I don’t want you to be alarmed, but I have to tell you that
there is a depraved entity in our midst.
The creature to which I refer is sly and devious. It
pretends to be good and kind and can even act as though it’s your best friend,
before callously morphing into a devil-like creature and tearing out your soul.
When the entity is in its Mary Poppins state it looks after your
children and earns your trust. But in seconds it can turn; and when it’s in evil
mode it can remove all of your faith and belief in a heartbeat. In the manner
of a toddler throwing a Justin Bieber tantrum it has the strength of 20 men and
therefore when it is in full flight it can cause terrible damage. And like the
werewolf that changes from human to wolf-like creature upon the appearance of a
full moon, the monster to which I relate transforms itself whenever there are
high winds.
On Christmas Eve as I was sitting in my lounge listening to
the rattle of the roof slates in the strong Northumbrian wind, I sent a message
to the Foreign Secretary on Orkney. I sent her my festive wishes and ordered
her to stay safe during the storms that were battering the Land of Ork .
It’s difficult sometimes to grasp the understanding of a conversation by text
and at first I thought that she had unwanted and unexpected guests for Christmas.

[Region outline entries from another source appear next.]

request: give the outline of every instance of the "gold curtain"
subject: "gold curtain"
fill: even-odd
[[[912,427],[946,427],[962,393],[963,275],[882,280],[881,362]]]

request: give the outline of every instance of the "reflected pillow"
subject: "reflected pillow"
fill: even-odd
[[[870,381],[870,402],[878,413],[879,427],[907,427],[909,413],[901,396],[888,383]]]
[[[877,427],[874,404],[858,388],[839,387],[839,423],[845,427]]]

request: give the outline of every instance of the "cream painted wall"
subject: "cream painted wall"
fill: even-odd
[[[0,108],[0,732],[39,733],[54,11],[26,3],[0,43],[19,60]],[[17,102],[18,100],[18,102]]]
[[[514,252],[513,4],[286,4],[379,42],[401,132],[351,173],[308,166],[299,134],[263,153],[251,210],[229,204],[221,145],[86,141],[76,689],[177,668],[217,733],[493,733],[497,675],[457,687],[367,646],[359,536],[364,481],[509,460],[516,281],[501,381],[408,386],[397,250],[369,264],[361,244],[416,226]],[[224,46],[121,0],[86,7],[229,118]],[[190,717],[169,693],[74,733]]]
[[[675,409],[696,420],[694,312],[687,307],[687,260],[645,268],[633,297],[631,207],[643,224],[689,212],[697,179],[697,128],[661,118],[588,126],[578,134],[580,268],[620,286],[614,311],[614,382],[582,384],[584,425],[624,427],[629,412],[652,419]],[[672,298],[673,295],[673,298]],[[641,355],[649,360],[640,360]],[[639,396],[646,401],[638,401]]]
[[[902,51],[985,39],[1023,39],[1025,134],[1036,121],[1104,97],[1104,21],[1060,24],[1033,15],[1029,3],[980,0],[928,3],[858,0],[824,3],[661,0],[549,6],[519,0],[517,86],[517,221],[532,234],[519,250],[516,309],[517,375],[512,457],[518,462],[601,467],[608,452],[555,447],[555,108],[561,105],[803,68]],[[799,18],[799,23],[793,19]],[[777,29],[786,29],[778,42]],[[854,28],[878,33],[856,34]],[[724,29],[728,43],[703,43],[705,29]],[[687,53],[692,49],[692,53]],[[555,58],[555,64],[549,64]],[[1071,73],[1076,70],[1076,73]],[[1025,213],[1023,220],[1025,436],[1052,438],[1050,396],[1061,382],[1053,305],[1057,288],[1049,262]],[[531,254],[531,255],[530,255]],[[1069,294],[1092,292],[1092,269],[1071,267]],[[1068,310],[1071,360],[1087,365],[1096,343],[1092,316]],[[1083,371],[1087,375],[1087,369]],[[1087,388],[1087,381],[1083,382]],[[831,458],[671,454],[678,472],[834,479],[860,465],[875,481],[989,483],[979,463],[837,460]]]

I enquired if Barbara and Conor had brought any gin when they came to visit and
she patiently explained (probably crying with laugher whilst tucked up in her cosy,
Norwegian type home) that Barbara and Conor were the names that the Met Office
had given to the 2 storms that were attempting to rip Orkney to pieces.
(Please don’t laugh – some poor Bastard paid a lot of money for my university
education.)
The tail end of storm Conor arrived in Northumberland on
Christmas Day and just as we were about to sit down for our Christmas lunch, a
weakening Conor wrestled Britney (not her real name)’s trampoline from its moorings,
hurled it down the garden and threw it on top of my car.
Believe me; nothing ruins your appetite like seeing a 10
foot trampoline attempting to mate with your shiny new car.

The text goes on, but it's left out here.